By Jennifer Jacobus, PHRca, SDEA Director of HR Services.
SDEA has long recommended that employers steer clear of rounding practices when it comes to timekeeping. While rounding practices have mostly been permissible in California when administered correctly, rounding can lend itself to employees being shorted on their wages and not taking the full mandated 30-minute meal period.
According to a recent ruling in California’s Supreme Court, employers are now prohibited from rounding timeclock punches on their employee’s meal periods. “To avoid liability, an employer must provide its employees with full and timely meal periods whenever those meal periods are required,” the California Supreme Court said, noting that “even a minor infringement of the meal period triggers the premium pay obligation”.
California has strict requirements on the timing and length of meal breaks. When it comes to determining the 30-minute duty-free meal period, every minute counts. Employers are required to offer an unpaid, duty-free meal period for every five hours of work. If the employee’s work period does not exceed six hours, the employee and the employer may mutually agree to waive the meal period. The meal period must begin before the end of the fifth hour of work.
Employers who do not provide a full meal period, including if the meal period is less than 30 minutes or if the meal period is not provided at all, must pay a “premium” of one hour of pay at the employee’s regular rate. The Supreme Court explained that the rules are “concerned with small amounts of time” and thus “[s]mall rounding errors can amount to a significant infringement on an employee’s right to a 30-minute meal period.” Accordingly, “[a] premium pay scheme that discourages employers from infringing on meal periods by even a few minutes cannot be reconciled with a policy that counts those minutes as negligible rounding errors.”

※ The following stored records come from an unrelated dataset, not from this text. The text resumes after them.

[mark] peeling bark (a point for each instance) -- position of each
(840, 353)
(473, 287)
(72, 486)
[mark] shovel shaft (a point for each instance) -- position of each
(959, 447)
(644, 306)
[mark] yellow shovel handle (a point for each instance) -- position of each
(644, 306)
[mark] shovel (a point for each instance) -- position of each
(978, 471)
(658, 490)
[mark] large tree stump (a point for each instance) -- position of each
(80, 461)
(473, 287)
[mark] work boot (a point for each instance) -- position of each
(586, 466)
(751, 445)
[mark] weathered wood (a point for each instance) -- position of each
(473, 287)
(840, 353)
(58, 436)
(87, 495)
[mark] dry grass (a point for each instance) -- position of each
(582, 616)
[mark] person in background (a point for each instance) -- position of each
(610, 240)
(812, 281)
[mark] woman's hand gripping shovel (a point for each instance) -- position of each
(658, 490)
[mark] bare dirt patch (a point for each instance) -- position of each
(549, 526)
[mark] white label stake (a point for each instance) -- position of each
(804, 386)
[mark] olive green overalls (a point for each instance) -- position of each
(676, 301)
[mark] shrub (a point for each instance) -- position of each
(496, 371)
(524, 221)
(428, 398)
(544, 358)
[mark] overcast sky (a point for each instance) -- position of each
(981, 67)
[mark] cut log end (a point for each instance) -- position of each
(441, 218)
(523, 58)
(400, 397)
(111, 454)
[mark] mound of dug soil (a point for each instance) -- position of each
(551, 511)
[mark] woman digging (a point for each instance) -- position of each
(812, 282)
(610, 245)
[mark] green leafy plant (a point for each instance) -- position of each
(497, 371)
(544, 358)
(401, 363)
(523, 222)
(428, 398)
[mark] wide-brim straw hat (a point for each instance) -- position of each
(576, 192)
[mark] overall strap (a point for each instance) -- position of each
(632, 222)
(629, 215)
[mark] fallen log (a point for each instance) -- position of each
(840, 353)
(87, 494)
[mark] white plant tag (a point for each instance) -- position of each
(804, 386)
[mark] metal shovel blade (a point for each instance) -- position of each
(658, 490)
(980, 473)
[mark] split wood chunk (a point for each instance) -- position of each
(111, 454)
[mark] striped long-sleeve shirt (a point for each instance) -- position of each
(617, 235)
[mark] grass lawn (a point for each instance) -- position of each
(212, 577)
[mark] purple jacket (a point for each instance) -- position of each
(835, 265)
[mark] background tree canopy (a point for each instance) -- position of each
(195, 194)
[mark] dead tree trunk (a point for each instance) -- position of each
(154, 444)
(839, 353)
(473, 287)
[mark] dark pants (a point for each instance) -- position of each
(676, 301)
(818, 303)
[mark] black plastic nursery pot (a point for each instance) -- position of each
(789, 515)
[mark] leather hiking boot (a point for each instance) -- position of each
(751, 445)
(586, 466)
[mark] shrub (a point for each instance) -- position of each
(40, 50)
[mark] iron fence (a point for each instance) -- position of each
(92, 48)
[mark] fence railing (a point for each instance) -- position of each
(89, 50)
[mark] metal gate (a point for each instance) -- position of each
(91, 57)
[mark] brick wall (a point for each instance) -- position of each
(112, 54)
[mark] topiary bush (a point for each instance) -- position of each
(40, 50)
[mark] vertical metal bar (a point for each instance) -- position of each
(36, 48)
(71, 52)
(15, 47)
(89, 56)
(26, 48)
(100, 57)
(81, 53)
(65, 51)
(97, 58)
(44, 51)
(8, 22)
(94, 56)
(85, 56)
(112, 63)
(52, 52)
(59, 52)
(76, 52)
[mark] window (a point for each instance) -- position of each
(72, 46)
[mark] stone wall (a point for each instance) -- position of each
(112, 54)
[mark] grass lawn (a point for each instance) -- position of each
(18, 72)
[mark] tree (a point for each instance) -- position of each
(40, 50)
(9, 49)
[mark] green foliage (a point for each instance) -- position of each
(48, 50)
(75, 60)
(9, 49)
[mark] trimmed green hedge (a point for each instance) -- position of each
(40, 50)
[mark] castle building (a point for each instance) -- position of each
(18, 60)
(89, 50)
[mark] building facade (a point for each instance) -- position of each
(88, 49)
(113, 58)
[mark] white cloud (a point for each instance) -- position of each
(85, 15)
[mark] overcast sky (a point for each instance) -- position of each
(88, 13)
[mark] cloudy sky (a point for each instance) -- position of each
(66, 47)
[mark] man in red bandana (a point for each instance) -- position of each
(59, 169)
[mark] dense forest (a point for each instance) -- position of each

While this ruling implies that it only applies to the meal period, rounding practices are a targeted area in California wage and hour claims. Employers are encouraged to re-visit their timekeeping practices and at minimum, make sure that your non-exempt employees are getting at least a 30-minute uninterrupted meal period. Rounding methods made sense when employers were tracking time worked with physical timecards, but with modern technology the practice has less viable reasoning, and is therefore ripe for litigation.